Singas made fighting public corruption the major aim of her first term after winning an underdog victory in 2015 during her first bid for elected office.

On Thursday, Singas told the Tilles Center audience her public corruption team was “busier than ever” working to build cases.

Her first term included former Town of Oyster Bay Supervisor John Venditto’s July conviction in a corruption case, when he became a felon and lost his law license but got no jail time in a plea bargain deal.

A Fordham University School of Law graduate, Singas is a first-generation American who grew up in Astoria as the younger of two daughters of Greek immigrants. Her parents, now deceased, launched Singas Famous Pizza, which became a successful franchise.

“No one put a silver spoon in her mouth. She got here the old-fashioned way. She earned it,” Sen. Chuck Schumer (D-N.Y.) told the crowd Thursday.

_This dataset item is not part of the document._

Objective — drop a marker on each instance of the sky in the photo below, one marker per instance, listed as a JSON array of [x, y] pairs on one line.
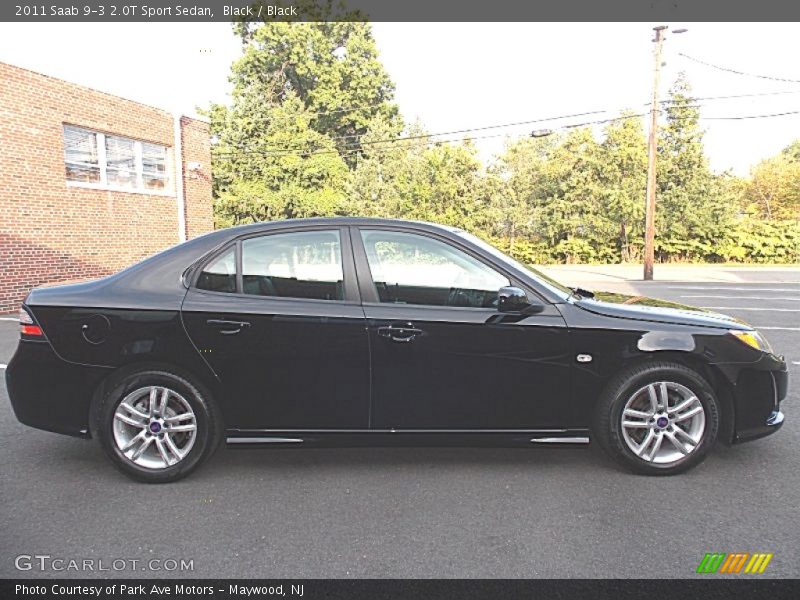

State Attorney General Letitia James pledged she and Singas “will work side by side” on issues such as fighting the “opioid scourge.”

State Comptroller Thomas DiNapoli spoke of Nassau as no longer being a “sleepy suburb” and said Singas had the values and experience to contend with “all the big issues” related to public safety.

Singas joined the Nassau district attorney’s office in 2006 to lead a new Special Victims Bureau.

Starting in 2011, she was top deputy to former district attorney Rep. Kathleen Rice (D-Garden City) before becoming acting district attorney following Rice’s election to Congress.

“I am humbled by your confidence, motivated by your trust and eager to continue to lead this incredible team in our district attorney’s office as we forge ahead,” Singas said Thursday, sparking a standing ovation.